No-Chill Oatmeal Chocolate Chip Cookies
FAST and EASY oatmeal cookies that are perfectly thick with chewy edges and soft centers! One bowl to wash, no mixer to drag out, and no waiting around!
Ingredients
- 1 large egg
- 1/2 cup unsalted butter (1 stick, very soft)
- 1/2 cup light brown sugar (packed)
- 1/4 cup granulated sugar
- 2 teaspoons vanilla extract
- 1 1/2 cups old-fashioned whole rolled oats (not instant or quick cook)

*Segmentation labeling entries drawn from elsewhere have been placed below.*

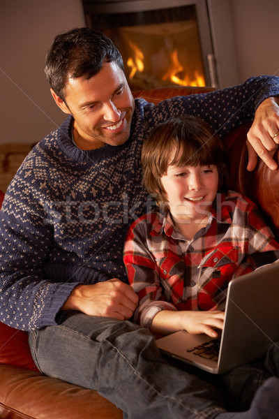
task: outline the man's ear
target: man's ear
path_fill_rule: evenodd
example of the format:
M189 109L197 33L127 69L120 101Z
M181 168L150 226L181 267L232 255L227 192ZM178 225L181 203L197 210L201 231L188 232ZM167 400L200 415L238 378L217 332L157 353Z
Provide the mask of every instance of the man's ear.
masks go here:
M53 98L54 99L56 104L57 105L57 106L59 108L60 108L60 109L66 114L70 114L70 112L67 106L67 105L65 103L64 101L63 101L63 99L61 99L61 98L59 98L59 96L56 95L56 94L55 93L55 91L52 89L50 89L50 93L52 95Z

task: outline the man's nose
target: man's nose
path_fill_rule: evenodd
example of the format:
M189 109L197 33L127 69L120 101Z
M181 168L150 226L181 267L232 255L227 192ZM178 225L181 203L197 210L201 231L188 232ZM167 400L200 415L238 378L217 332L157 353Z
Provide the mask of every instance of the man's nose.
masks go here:
M104 105L103 118L105 121L118 122L121 114L121 111L119 109L117 109L113 102L110 101Z

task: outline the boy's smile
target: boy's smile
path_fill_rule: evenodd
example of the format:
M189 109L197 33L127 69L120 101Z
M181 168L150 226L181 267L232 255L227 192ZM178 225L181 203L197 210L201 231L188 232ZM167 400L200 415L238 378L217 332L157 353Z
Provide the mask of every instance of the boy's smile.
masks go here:
M172 216L186 223L200 222L211 207L218 181L216 165L169 166L161 182Z

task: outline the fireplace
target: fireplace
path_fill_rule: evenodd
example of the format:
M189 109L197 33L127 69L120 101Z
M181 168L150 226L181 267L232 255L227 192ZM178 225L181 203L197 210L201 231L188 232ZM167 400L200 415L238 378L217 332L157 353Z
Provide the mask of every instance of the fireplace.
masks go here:
M132 89L218 86L205 0L83 0L86 26L123 58Z

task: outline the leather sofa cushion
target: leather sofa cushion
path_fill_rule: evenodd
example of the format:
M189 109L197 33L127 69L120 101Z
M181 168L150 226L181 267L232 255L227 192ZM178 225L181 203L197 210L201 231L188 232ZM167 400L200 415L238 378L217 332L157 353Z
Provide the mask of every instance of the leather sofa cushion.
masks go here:
M0 363L38 372L31 354L27 332L0 323Z

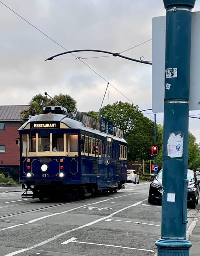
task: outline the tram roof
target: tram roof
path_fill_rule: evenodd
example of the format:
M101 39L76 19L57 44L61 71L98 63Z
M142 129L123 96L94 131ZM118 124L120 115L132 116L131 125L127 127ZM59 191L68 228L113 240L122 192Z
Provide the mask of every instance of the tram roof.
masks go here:
M40 122L59 122L63 123L71 129L75 129L85 131L91 133L98 134L104 137L109 137L111 138L122 142L127 143L126 141L123 138L120 138L116 136L114 136L110 134L107 134L96 129L85 126L82 122L72 118L68 116L60 114L54 114L51 112L48 114L41 114L36 115L32 117L25 123L23 124L19 130L23 130L27 125L30 123Z

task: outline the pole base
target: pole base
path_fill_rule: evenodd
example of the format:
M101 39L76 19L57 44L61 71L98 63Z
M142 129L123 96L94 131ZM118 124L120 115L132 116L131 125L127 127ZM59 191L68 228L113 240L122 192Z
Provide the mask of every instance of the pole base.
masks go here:
M155 243L158 256L189 256L192 243L188 239L160 238Z

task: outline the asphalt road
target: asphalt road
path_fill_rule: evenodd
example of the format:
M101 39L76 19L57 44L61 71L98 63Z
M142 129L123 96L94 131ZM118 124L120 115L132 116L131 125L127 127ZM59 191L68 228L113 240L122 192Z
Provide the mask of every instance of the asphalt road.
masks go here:
M155 255L161 206L148 203L150 183L70 202L1 193L0 256ZM198 206L188 210L188 225Z

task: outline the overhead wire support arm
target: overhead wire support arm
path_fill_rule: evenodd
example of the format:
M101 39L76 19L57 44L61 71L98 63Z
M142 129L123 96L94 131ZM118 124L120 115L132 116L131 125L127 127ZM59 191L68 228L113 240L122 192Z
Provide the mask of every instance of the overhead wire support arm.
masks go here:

- 3/4 cup all-purpose flour
- 1/2 teaspoon baking soda
- 1/2 teaspoon salt (or to taste)
- 1 cup semi-sweet chocolate chips (plus more for after baking (or substitute with raisins, walnuts, etc.)
Instructions
- 1Preheat oven to 350F, line a baking sheet with a Silpat or spray with cooking spray; set aside.
- 2To a large bowl, add the egg, butter, sugars, vanilla, and mix with a spoon aggressively for about 90 seconds, or until smooth and slightly fluffed, i.e. your bicep and shoulder should be burning if you’ve mixed well enough.
- 3Add the oats, flour, baking soda, salt, and stir to combine.
- 4Add the chocolate chips and stir to combine.
- 5Using a 2-tablespoon cookie scoop, form mounds and place on prepared baking sheet spaced about 2 inches apart (I baked 12 cookies on the first sheet)
- 6Bake for about 10 to 13 minutes (short for super soft cookies, longer for more well-done cookies), or until edges have set and tops are just set, even if slightly undercooked, pale, and glossy in the center; don’t overbake. Cookies firm up as they cool.
- 7Immediately upon taking the baking sheet out of the oven, add about 5 additional chocolate chips per cookie. Allow cookies to cool on baking sheet for about 10 minutes before serving. I let them cool on the baking sheet and don’t use a rack.